The subtitle is "A Summary Report of the Yelcho Expedition to the Antarctic, 1909–1910"; the story describes an expedition to the South Pole by a group of women from South America.

The title "Sur" (Spanish "South") may be compared with South, the title of Ernest Shackleton's account of the Antarctic expedition of 1914–1917.

==Story summary==
The narrator, a woman in Lima, Peru, does not write for publication; this account of her adventure will be kept in a trunk in the attic, to be found by future generations.

Upon reading about the voyage of the Belgica, she was inspired by the undertaking of expeditions to Antarctica, particularly The Voyage of the Discovery, Captain Scott's book about his expedition of 1902–1904. She plans, with several friends, a similar expedition. They find a benefactor, and the nine women, from Peru, Chile, and Argentina, meet in Punta Arenas in Chile in August 1909.

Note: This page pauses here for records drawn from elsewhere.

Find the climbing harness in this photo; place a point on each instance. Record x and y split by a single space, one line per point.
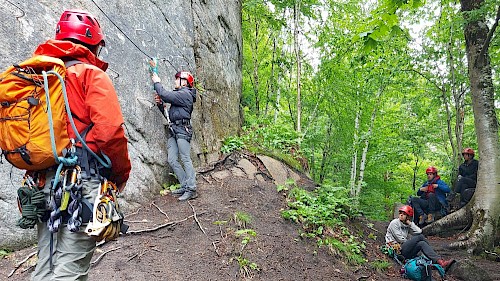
60 192
31 203
107 222
393 253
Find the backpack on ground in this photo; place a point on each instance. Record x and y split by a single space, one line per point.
420 269
33 131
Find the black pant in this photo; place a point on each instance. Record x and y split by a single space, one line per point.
425 206
412 247
463 183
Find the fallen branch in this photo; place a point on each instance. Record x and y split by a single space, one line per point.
161 211
102 255
196 219
206 179
21 263
130 232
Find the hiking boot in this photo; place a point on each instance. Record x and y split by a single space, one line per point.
430 218
188 195
421 220
445 264
178 192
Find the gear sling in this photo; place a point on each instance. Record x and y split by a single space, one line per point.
33 137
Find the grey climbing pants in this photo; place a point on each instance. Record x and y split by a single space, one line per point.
72 251
181 149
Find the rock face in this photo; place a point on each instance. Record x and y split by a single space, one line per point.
203 37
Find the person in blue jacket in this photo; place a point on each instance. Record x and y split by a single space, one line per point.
432 197
181 101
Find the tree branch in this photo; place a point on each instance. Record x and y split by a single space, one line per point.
487 41
426 78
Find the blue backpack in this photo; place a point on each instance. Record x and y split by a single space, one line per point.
420 269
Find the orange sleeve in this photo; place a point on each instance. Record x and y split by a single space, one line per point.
108 131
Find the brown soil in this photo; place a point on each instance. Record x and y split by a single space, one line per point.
203 243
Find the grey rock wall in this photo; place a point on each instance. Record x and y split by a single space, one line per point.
203 37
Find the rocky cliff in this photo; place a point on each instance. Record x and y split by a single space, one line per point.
203 37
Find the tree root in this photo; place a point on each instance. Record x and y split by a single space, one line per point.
458 218
474 238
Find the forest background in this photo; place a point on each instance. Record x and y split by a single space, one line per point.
363 95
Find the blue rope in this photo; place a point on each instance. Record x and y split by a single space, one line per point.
106 164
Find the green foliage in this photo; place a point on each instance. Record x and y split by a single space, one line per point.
380 265
242 219
322 215
328 206
289 183
231 144
246 235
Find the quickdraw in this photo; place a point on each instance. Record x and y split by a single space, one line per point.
107 222
31 203
67 197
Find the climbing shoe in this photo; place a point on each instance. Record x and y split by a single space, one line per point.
421 220
430 218
188 195
178 192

They have hired the Yelcho, a steamer commanded by Captain Pardo. They sail to the Ross Sea, and at Hut Point they visit Captain Scott's hut; not liking the state it is in, they eventually decide to set up camp on the Great Ice Barrier, digging out cubicles in the ice. Grouped into two sledge teams and a support team, they journey south, covering about 15 mi a day on level ice, and ascending the Florence Nightingale Glacier, as they have named it – shown on maps as the Beardmore Glacier. They reach the South Pole on 22 December 1909.

On returning to base camp, they realize that one of the group, Teresa, is pregnant. A baby girl is delivered, and Teresa names her Rosa – Rosa del Sur (Rose of the South). The Yelcho returns to their camp as promised, and the group returns home.

After the narrator learns of the Yelchos role in rescuing Shackleton's men from Elephant Island, she writes to congratulate Captain Pardo, and thank him again. "Never one word has he breathed of our secret. He is a man of honor, Luis Pardo."

==Reception==
"Sur" won the Locus Award for Best Short Story in 1983, and it was nominated for the Hugo Award for Best Short Story in that year. It was also included in The Best American Short Stories 1983 alongside “The Professor‘s Houses,” also by Le Guin.

Francine Prose wrote that it was "my favorite story by Ursula K. Le Guin.... "Sur"... typifies what she does best: construct a lightly ironic, playful and more or less fantastic fiction of ideas, with an interest in ... the different methods by which men and women apprehend and respond to the world".

Anne K. Kaler argues that the story provides a cleverly coded map for women striving to be professional writers; to illustrate the paths that women writers must take into the tundras ruled by male writers, she uses the devices of disorder, dislocation, and reversal in the journey/journal.